Over the next 20 years, Chernobyl's cost grew to hundreds of billions of dollars. Why? Here are the 12 primary reasons:
- The damage directly caused by the accident.
- The cost of sealing off the reactor. It is crumbling, exposing the environment to contamination again. The European Bank for Reconstruction and Development and a group of foreign donors are building a replacement. It was completed in July 2017 and cost 2.2 billion euros.
- The creation of an exclusion zone of 30 kilometers around the power plant.
- The resettlement of 330,000 people.
- Health care for those exposed to radiation. The leak immediately doused 1,000 people with high levels of radiation. Four thousand children later came down with thyroid cancer from drinking contaminated milk. Also, more than 600,000 emergency workers were exposed. Many died or suffered severe health issues.
- Seven million people are still receiving benefits payments in Russia, Ukraine, and Belarus. That costs Ukraine at least 5 percent of its annual budget and Belarus at least 6 percent of its budget.
- Research to find out how to produce uncontaminated food.
- The monitoring of environmental radiation levels.
- Toxic waste clean-up and disposal of radioactive waste.
- The opportunity cost of removing farmland and forests from use.
- Loss of power from the Chernobyl plant itself. Unit 4 was shut down. Reactors 1, 2, and 3 were restarted in October 1986. They produced power until December 2000.
- The cancellation of Belarus’s nuclear power program. Belarus estimates total losses of $235 billion.
The accident couldn't have happened at a worse time. The Berlin Wall came crashing down in 1990, ending the Soviet Union. Both Ukraine and Belarus had been former U.S.S.R. satellite countries. Now, they were facing independence. Ukraine had been the "breadbasket" of the Soviet world. The accident destroyed this role. There were few small businesses to take its place.
The accident made new business development more difficult. Few companies wanted to invest in an area threatened by radiation. Who wants to buy a product marked "Made in Chernobyl"?
Surprisingly, wildlife in the area has thrived. Since humans are excluded, the number of animals has increased. In 2015, scientists found there were seven times the number of wolves.
Comparison With Other Nuclear Disasters
The cost of a nuclear accident in a populated, industrial area could be much higher.
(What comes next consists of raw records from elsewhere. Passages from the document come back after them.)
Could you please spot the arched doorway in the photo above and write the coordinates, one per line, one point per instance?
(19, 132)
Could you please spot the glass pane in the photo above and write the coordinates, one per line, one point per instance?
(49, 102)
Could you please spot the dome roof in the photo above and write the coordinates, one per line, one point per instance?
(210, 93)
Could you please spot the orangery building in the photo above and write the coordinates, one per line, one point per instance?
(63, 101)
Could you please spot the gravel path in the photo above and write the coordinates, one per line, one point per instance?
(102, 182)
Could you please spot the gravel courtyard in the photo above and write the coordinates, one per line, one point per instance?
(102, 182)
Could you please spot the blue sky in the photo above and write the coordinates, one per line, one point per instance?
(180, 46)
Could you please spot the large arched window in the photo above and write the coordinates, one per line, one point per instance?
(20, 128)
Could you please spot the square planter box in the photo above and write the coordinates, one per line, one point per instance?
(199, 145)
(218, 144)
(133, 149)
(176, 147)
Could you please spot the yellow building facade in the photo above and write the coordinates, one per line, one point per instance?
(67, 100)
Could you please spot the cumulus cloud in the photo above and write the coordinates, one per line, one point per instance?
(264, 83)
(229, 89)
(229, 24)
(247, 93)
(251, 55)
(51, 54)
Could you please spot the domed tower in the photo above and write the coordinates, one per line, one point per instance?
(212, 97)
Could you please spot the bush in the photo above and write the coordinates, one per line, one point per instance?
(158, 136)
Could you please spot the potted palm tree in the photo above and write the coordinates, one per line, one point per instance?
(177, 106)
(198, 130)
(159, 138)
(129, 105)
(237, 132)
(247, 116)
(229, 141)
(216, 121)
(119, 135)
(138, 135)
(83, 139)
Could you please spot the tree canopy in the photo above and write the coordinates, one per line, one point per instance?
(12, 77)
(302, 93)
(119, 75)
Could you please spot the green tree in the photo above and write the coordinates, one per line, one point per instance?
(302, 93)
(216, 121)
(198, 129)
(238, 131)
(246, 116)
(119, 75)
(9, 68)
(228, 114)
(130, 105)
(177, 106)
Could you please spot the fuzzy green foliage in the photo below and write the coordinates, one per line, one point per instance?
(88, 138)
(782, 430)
The Chernobyl disaster took place in a rural farming region. More than 5,700 square miles, about the size of Connecticut, are contaminated.
At a range between $125 billion and $250 billion, Hurricane Katrina cost less. It knocked gross domestic product growth to 1.3% in the 4th quarter of 2005. It affected 19% of U.S. oil production and spiked gas prices to $5 a gallon.
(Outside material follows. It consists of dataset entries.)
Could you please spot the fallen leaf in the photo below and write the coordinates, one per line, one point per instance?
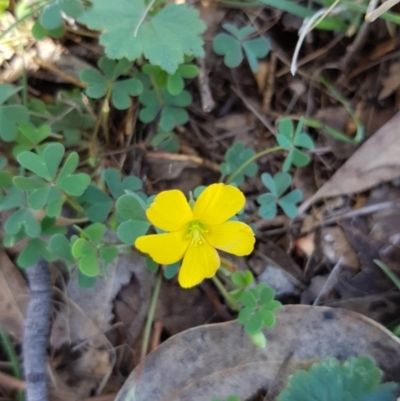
(89, 311)
(391, 83)
(376, 161)
(13, 297)
(219, 360)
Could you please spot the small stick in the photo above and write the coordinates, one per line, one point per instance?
(36, 332)
(207, 101)
(190, 158)
(11, 382)
(56, 71)
(156, 338)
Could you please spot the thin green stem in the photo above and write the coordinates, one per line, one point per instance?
(150, 314)
(232, 303)
(75, 205)
(251, 160)
(12, 357)
(25, 17)
(389, 273)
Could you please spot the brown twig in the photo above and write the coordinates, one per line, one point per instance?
(207, 101)
(11, 382)
(174, 157)
(36, 332)
(156, 338)
(56, 71)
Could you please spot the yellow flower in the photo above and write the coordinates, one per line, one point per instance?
(194, 233)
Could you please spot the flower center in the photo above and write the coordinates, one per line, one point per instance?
(195, 231)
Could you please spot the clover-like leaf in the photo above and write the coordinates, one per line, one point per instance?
(278, 185)
(30, 136)
(22, 219)
(166, 141)
(258, 310)
(164, 38)
(51, 17)
(170, 108)
(10, 117)
(121, 90)
(175, 82)
(237, 164)
(54, 192)
(291, 140)
(232, 47)
(34, 250)
(117, 185)
(91, 253)
(130, 207)
(357, 379)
The 2011 Fukushima nuclear accident created as much economic damage as Chernobyl. It forced Japan to close 11 of its 50 nuclear reactors. It reduced the country's electricity generation by 40%. It did not release as much radiation.
Chernobyl released much more radiation than the Three Mile Island nuclear accident. But the Three Mile Island may have had a more significant economic impact. That's because it shut down the development of new nuclear plants in the United States. The accident occurred in 1974. There were no new plant applications until 2007. As a result, U.S. nuclear engineering companies lost their competitive edge to other countries.
As the worst nuclear accident to date, the Chernobyl disaster has had far-reaching economic effects. Some of these hastened the end of the U.S.S.R. It also rendered useless one-fifth of Belarus’ agricultural land. The radioactive cloud spread over Europe, contaminating food sources.
Chernobyl is a devastating lesson in the consequences of hubris. Yet, some governments and scientists still advocate the economic benefits of nuclear power plants. Despite the rhetoric on safety and technological improvements, the main danger always remains the high risk of human error.